UNNEST — flatten arrays to rows
UNNEST() expands an array of rows so each element becomes its own output row. It replaces the entity-per-row grain with element-per-row grain.
Rules
UNNEST()is exclusive: you can only return unnested features and features derived from them inSELECT. You cannot mix unnested and non-unnested features.- For plain arrays (not array of rows), wrap with
ZIP()first:UNNEST(ZIP(my_array AS value)).
Basic pattern
WITH
ID := INPUT(BIGINT),
ORDERS := ... -- ARRAY(ROW(order_id BIGINT, amount DOUBLE))
SELECT
UNNEST(ORDERS) AS U,
ORDER_ID := U[order_id],
AMOUNT := U[amount]
FOR ID := BIND_VALUES(ARRAY[1, 2]); Unnest then aggregate
Flatten first, then re-aggregate at a different grain:
SELECT
UNNEST(ORDERS) AS U,
CATEGORY := U[category],
TOTAL := SUM(U[amount]) GROUP BY CATEGORY
FOR ...; Window functions
Window functions compute a value for each row based on a "window" of related rows, without collapsing into fewer rows. They use OVER() just like SQL.
Syntax
FEATURE := aggregate(expression) OVER (
[PARTITION BY key1, key2, ...]
[ORDER BY expr1 [ASC|DESC], ...]
) Common patterns
SELECT
RUNNING_TOTAL := SUM(AMOUNT) OVER (ORDER BY ID ASC),
RANK := RANK() OVER (ORDER BY AMOUNT DESC),
BY_CAT := SUM(AMOUNT) OVER (PARTITION BY CATEGORY),
RUNNING_BY_CAT := SUM(AMOUNT) OVER (PARTITION BY CATEGORY ORDER BY ID ASC),
PREV := LAG(AMOUNT, 1) OVER (ORDER BY ID ASC),
NEXT := LEAD(AMOUNT, 1) OVER (ORDER BY ID ASC),
BUCKET := NTILE(4) OVER (ORDER BY AMOUNT DESC),
RN := ROW_NUMBER() OVER (ORDER BY ID ASC)
FROM fm.namespace
FOR ID := BIND_VALUES(SEQUENCE(1, 10)); Available window functions
All standard aggregates (SUM, AVG, MIN, MAX, COUNT, ARRAY_AGG, etc.) work with OVER().
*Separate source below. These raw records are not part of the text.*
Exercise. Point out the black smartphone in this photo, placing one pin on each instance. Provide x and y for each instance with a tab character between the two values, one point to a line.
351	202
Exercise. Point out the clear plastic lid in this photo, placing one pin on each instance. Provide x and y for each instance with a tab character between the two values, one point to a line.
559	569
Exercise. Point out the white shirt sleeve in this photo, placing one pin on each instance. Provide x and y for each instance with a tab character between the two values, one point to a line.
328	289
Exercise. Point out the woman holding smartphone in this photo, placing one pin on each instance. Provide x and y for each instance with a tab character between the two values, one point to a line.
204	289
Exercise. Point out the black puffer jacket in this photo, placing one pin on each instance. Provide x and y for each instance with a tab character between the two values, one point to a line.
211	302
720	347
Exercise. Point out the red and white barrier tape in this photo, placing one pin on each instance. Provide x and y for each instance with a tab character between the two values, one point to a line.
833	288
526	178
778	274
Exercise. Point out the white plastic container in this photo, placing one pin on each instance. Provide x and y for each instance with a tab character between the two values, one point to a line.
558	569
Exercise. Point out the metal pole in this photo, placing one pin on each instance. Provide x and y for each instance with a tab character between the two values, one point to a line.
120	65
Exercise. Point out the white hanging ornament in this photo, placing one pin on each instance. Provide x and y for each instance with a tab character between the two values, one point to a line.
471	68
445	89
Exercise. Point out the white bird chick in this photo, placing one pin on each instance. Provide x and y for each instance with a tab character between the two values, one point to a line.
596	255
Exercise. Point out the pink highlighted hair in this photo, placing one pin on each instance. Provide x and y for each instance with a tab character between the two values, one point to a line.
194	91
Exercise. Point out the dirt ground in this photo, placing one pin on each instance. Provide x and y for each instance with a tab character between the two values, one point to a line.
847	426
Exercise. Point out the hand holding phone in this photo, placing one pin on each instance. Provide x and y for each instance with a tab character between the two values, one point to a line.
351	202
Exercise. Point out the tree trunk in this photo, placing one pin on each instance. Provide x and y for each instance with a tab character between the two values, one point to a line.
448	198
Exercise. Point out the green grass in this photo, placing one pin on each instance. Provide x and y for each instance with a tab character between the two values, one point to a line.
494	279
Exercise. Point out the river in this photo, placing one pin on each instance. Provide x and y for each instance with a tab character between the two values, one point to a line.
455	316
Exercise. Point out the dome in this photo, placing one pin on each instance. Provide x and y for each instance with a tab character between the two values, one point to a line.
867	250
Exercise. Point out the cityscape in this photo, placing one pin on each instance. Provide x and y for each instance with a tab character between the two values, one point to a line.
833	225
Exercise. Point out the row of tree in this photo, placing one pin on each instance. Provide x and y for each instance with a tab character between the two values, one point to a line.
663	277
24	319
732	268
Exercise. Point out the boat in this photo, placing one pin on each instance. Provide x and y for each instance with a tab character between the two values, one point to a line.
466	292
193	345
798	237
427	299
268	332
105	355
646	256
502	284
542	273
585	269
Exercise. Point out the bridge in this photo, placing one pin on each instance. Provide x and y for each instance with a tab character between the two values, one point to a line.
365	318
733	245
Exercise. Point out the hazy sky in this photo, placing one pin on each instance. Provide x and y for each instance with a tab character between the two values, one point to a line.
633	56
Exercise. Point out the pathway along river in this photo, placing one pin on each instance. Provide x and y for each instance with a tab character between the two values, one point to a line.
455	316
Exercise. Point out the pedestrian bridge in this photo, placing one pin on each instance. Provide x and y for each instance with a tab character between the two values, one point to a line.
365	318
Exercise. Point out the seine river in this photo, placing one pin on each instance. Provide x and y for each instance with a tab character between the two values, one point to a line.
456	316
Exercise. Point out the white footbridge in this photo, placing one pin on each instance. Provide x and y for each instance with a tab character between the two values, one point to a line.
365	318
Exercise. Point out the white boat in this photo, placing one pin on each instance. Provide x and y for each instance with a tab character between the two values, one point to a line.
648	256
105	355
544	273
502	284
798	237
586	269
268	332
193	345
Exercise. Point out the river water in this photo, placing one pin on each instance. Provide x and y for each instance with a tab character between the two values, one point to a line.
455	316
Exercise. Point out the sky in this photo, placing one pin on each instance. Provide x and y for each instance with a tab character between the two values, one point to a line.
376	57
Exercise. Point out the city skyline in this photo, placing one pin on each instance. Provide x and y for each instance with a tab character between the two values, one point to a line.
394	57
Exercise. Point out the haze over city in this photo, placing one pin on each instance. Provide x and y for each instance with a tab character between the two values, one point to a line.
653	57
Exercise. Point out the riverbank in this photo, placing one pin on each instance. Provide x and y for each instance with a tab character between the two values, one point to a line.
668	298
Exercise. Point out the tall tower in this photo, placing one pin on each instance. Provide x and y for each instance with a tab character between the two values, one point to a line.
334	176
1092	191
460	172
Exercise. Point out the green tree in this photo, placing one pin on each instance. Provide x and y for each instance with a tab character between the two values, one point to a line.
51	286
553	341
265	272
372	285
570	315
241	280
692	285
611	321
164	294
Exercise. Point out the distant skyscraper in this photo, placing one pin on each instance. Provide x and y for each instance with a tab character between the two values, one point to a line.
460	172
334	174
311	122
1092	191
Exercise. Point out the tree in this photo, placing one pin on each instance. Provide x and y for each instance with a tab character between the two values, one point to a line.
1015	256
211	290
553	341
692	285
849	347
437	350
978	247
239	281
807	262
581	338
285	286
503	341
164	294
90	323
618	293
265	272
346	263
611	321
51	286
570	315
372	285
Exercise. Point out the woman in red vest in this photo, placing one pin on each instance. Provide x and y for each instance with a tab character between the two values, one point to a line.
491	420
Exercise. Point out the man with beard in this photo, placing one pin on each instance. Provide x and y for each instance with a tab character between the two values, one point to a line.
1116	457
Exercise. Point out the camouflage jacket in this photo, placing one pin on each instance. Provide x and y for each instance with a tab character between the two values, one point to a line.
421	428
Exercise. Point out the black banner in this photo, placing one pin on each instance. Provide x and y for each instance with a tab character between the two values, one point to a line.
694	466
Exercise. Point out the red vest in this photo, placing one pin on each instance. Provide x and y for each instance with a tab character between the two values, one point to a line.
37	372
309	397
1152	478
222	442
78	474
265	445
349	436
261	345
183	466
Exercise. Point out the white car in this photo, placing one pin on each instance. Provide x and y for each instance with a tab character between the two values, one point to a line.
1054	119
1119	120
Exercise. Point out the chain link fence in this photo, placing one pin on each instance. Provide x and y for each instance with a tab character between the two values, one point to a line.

Dedicated window functions:
| Function | Description |
|---|---|
ROW_NUMBER() | Sequential number within partition |
RANK() | Rank with gaps for ties |
DENSE_RANK() | Rank without gaps |
NTILE(n) | Distribute into n buckets |
LEAD(expr, offset) | Value from offset rows ahead |
LAG(expr, offset) | Value from offset rows behind |
FIRST_VALUE(expr) | First value in window frame |
LAST_VALUE(expr) | Last value in window frame |
Inside TRANSFORM
Window functions also work inside TRANSFORM() inner queries, operating on the fields of the array:
RANKED_ORDERS := ORDERS.TRANSFORM(
SELECT *, RANK() OVER (ORDER BY amount DESC) AS rank
), INDEX lookups (efficient repeated access)
When you need to look up specific rows by a field value repeatedly, building an index is more efficient than scanning with TRANSFORM(... WHERE ...) each time.
-- Unique index: one row per key (MAP)
IDX := INDEX_UNIQUE(orders_array BY order_id),
ONE_ORDER := ELEMENT_AT_KEY(IDX, 42), -- ROW or NULL
-- Multi index: multiple rows per key (MAP to arrays)
IDX_CAT := INDEX_MULTI(products_array BY category),
ELECTRONICS := ELEMENTS_AT_KEY(IDX_CAT, 'electronics'), -- ARRAY(ROW) or NULL Use INDEX_UNIQUE + ELEMENT_AT_KEY for unique fields (IDs). Use INDEX_MULTI + ELEMENTS_AT_KEY for non-unique fields (categories, statuses).